Even if you don’t consider Wanderer human and thus it wouldn’t be murder to kill her, Kyle was still told explicitly that he was not allowed to hurt her. That was a rule that he broke, therefore he DID do wrong, no matter how you want to look at the morals of the situation. Not only did he break the rule, he did so in a way that caused an entire, IMPORTANT, room to be destroyed.
Jared speaks up defending her saying that whether or not they think she should be killed is irrelevant and if they want to have that discussion they should call for another tribunal. This one is about whether or not Kyle broke the rules. He defends Wanderer, talking about how she’s never hurt any of them and even saved Kyle’s life and now won’t speak against him. This leads to Jeb asking if she will speak against him and obviously the answer is no. Melanie is hurt that Jared said nice things about Wanderer because she’s got serious jealousy issues.
Maggie and Sharon are massive bitches calling Wanderer a trespasser (technically she never found their cave, they found her and brought her there and are keeping her prisoner. A fact that was proved when even after the MONTHS she’s been there she was still drugged to be taken in and out of the caves so she wouldn’t know how to get in and out on her own. She IS being held there whether she likes it or not and is therefore not a trespasser) and saying that Kyle didn’t do anything wrong because he didn’t try and kill a human. Again though, Jeb’s rule wasn’t that Kyle couldn’t kill any humans, it was that he couldn’t kill Wanderer. Specifically.

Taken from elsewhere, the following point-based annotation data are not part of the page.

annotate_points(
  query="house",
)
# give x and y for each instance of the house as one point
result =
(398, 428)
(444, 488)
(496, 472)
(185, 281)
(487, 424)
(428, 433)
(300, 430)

That rule was broken whether you like her or not.
For some reason that’s incredibly inconsistent with his character, Jeb goes with the majority vote and not only doesn’t kill Kyle, but gives him no punishment whatsoever.
Nothing. Kyle isn’t even a PRODUCTIVE member of their society, I might add, so it’s not because Kyle serves some incredibly important function. He’s a brute that nearly gets people killed on raids because he can’t control himself. And now he’s disobeyed Jeb’s direct orders, undermining his authority, and Jeb is giving him zero retribution. Not even a slap on the wrist. Which is basically code for ‘someone else take a shot at her! You’ll get off scot free!’ Efficient leadership there Jeb. Your rules don’t mean sweet dick all.
He does say that if anyone else tries to hurt her there will be no tribunal, just a burial, but he undermines himself by saying that right after not having any punishment at all for the last person he threatened death on if they hurt her. It’s hard to make a valid threat when you’ve proven you won’t follow through.
Now after that incredibly tense tribunal, and everyone is leaving angry, many members of the community now feeling insecure with their very lives (either because they now feel there’s a murderer among them or they want to get rid of Wanderer without facing Jeb’s gun) Jeb asks if anyone is up for a game! Totally appropriate timing. Not weird and unnatural at all.
That’s how the chapter ends. This was stupid, unrealistic, and unpleasant. As with pretty much the entire rest of the book.